Once upon a Future Time: Conclusions

Our search for the origins of the three-period system has brought us, then, to the following conclusions. The notions of saddharma and saddhanna-pratirūpaka were well established in Indian Mahāyāna literature by the middle of the 2nd century CE at the latest. Meanwhile, the term Paścimakāle (“latter age”) had also entered Indian Buddhist literature, likewise in a Mahāyāna context, as a reference to the period following the death of the historical Buddha. Most often the latter term was used in contexts in which the Buddha was described as recommending the acceptance, preservation, dissemination, and so forth of the sūtra in question during the time after his death, sometimes in conjunction with a discussion of the difficulties that might attend those who do so. By the latter half of the 3rd century CE Buddhist scriptures containing all of these terms were being translated into Chinese by Dharmarakṣa, who appears to have introduced the two vital terms hsiang-fa (as a translation of saddharma-Pratirūpaka) and mo-shih (as a translation of Paścimakāle) into Chinese Buddhist discourse.

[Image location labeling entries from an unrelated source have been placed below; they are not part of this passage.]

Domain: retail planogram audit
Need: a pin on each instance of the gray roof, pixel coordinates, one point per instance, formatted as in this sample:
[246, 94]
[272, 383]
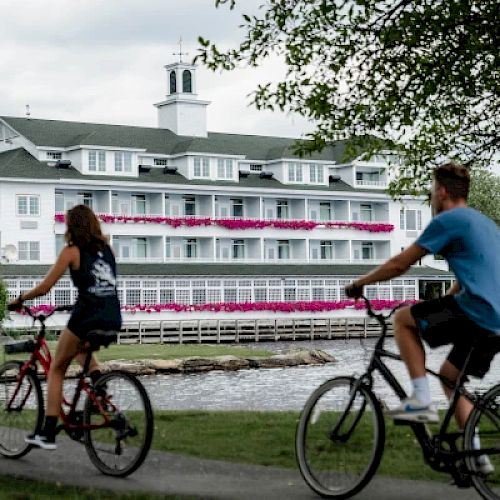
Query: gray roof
[20, 163]
[57, 133]
[228, 269]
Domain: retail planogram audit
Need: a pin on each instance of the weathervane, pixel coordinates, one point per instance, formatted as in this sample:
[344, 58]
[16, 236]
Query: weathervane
[180, 53]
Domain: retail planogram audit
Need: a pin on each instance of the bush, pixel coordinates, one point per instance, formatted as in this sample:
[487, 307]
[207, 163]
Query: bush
[3, 301]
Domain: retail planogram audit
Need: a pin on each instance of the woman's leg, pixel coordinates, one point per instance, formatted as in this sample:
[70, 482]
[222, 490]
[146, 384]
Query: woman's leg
[68, 346]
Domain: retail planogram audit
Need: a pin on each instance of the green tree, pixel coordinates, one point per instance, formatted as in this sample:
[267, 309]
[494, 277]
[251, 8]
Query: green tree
[3, 301]
[420, 75]
[484, 194]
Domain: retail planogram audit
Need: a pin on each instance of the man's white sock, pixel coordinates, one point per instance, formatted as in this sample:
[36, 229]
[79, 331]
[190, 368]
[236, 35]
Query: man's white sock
[421, 390]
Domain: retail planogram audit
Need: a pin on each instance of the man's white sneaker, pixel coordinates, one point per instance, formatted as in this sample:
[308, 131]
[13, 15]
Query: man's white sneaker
[484, 465]
[41, 440]
[411, 410]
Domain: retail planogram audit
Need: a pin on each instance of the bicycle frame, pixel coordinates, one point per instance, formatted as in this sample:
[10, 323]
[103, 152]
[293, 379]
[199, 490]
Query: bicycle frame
[41, 354]
[434, 454]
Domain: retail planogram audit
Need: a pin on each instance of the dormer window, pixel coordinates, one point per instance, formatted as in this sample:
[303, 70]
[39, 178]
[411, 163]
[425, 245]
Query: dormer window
[295, 172]
[173, 82]
[316, 174]
[187, 83]
[97, 161]
[123, 161]
[224, 169]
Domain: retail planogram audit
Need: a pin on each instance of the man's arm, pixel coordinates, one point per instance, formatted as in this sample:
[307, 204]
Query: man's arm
[395, 266]
[454, 289]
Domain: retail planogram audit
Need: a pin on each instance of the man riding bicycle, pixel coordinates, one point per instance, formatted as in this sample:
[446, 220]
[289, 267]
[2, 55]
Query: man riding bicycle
[470, 243]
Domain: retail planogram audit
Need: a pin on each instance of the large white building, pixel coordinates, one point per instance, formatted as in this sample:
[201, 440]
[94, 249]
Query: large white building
[197, 217]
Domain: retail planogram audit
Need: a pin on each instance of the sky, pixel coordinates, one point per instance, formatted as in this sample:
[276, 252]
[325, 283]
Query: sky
[102, 61]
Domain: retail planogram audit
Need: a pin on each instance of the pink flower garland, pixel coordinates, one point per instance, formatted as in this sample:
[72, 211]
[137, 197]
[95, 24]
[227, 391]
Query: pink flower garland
[240, 223]
[299, 306]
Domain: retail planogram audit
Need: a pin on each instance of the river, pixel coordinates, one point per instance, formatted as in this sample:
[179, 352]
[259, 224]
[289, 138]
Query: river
[288, 388]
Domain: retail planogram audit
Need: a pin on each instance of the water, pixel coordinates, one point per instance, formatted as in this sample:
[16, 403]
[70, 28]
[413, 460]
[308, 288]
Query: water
[288, 388]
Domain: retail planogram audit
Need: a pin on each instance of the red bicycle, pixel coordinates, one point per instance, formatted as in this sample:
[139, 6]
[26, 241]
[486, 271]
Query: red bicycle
[113, 418]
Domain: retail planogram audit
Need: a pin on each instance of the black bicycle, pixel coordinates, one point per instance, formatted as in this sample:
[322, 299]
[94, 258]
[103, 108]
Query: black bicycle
[341, 431]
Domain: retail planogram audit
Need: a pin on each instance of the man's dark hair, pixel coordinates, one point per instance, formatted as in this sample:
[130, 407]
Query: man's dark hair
[454, 178]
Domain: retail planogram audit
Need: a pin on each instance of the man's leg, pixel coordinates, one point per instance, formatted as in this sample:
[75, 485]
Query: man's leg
[464, 406]
[418, 407]
[409, 343]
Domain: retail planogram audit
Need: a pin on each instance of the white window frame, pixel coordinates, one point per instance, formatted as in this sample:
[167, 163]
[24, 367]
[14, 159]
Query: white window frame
[28, 199]
[123, 161]
[28, 251]
[201, 167]
[295, 173]
[316, 173]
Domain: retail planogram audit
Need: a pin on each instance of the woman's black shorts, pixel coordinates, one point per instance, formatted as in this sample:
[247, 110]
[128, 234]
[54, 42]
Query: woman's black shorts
[441, 321]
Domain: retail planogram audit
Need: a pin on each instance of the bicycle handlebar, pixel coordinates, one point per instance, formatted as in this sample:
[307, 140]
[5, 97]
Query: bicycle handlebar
[40, 316]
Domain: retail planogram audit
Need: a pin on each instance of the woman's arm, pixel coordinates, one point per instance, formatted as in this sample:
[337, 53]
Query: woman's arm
[67, 257]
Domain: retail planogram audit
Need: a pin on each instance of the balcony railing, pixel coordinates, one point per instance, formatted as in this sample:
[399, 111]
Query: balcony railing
[366, 183]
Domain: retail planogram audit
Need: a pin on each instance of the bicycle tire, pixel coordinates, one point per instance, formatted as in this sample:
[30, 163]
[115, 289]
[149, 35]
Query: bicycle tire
[485, 418]
[116, 451]
[28, 414]
[327, 433]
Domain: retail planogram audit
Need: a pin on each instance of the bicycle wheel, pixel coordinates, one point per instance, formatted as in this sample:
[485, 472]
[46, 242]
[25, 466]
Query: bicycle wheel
[340, 438]
[21, 409]
[485, 419]
[119, 448]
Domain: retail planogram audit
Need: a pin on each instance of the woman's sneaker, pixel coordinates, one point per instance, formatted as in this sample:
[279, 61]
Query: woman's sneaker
[411, 410]
[42, 441]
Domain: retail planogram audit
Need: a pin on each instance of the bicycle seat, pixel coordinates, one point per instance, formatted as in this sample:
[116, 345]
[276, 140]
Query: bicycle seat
[101, 338]
[490, 342]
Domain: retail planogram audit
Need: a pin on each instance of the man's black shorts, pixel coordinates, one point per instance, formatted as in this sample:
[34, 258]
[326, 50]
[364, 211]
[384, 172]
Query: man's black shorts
[441, 321]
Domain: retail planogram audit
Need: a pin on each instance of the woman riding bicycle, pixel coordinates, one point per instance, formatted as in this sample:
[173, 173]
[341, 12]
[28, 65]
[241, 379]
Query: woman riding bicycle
[92, 267]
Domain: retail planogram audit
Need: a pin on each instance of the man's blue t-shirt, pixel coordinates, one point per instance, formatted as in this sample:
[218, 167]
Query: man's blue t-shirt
[470, 242]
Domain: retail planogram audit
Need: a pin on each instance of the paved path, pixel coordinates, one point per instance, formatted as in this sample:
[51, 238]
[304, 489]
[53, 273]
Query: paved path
[167, 473]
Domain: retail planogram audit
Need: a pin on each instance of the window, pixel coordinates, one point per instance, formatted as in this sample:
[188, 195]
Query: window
[283, 249]
[140, 246]
[316, 173]
[366, 212]
[84, 199]
[189, 205]
[160, 162]
[367, 250]
[187, 81]
[201, 167]
[411, 220]
[139, 204]
[28, 204]
[236, 207]
[281, 209]
[173, 82]
[238, 249]
[190, 248]
[224, 169]
[59, 202]
[123, 161]
[97, 161]
[326, 250]
[29, 250]
[295, 172]
[168, 248]
[59, 243]
[325, 211]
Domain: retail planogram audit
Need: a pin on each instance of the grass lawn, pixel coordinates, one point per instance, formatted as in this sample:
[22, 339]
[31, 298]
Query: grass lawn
[164, 351]
[23, 489]
[267, 438]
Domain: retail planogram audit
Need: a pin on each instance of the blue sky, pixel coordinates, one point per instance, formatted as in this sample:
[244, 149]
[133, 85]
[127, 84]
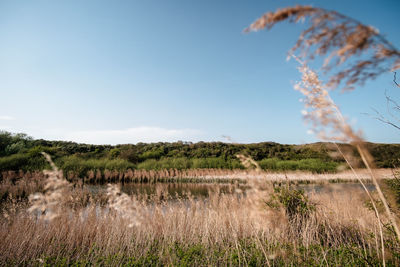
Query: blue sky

Around the same time the notion of two periods in the history of the Buddhist religion (found in such Indian texts as the Lotus Sūtra) was becoming well established in Chinese Buddhist circles. In light of this twofold time system some Chinese Buddhists began to interpret the term mo-shih, which would naturally be understood in Chinese as “final age,” as the name of a third such period. Based on this understanding, certain Buddhist translators (of whom the most influential, and probably the earliest, was Kumārajīva) began to use the term mo-fa as an occasional substitute for mo-shih, thus bringing the latter into greater symmetry with its “predecessors,” the periods of cheng-fa and hsiang-fa, respectively. Having thus entered the scriptural corpus, the term mo-fa took on a life of its own, and Chinese commentators undertook with enthusiasm the task of describing the nature and duration of this anticipated third period. That they chose for its duration the quintessentially Chinese figure of 10,000 years (with its underlying implication of “an eternity”) demonstrates that they were free from any constraints encountered in Indian documents, for while mo-shih (Skt. paścimakāle) is often described as comprising the “latter five hundred years,” the newly coined term mo-fa was subject to no such restrictions. Likewise it reveals their profound sense of optimism (or, at the very least, of wishful thinking), for in assigning to this newly created period of mo-fa a duration of 10,000 years these Chinese commentators expressed the hope that Śākyamuni’s teachings would last forever, albeit in a reduced and less accessible form.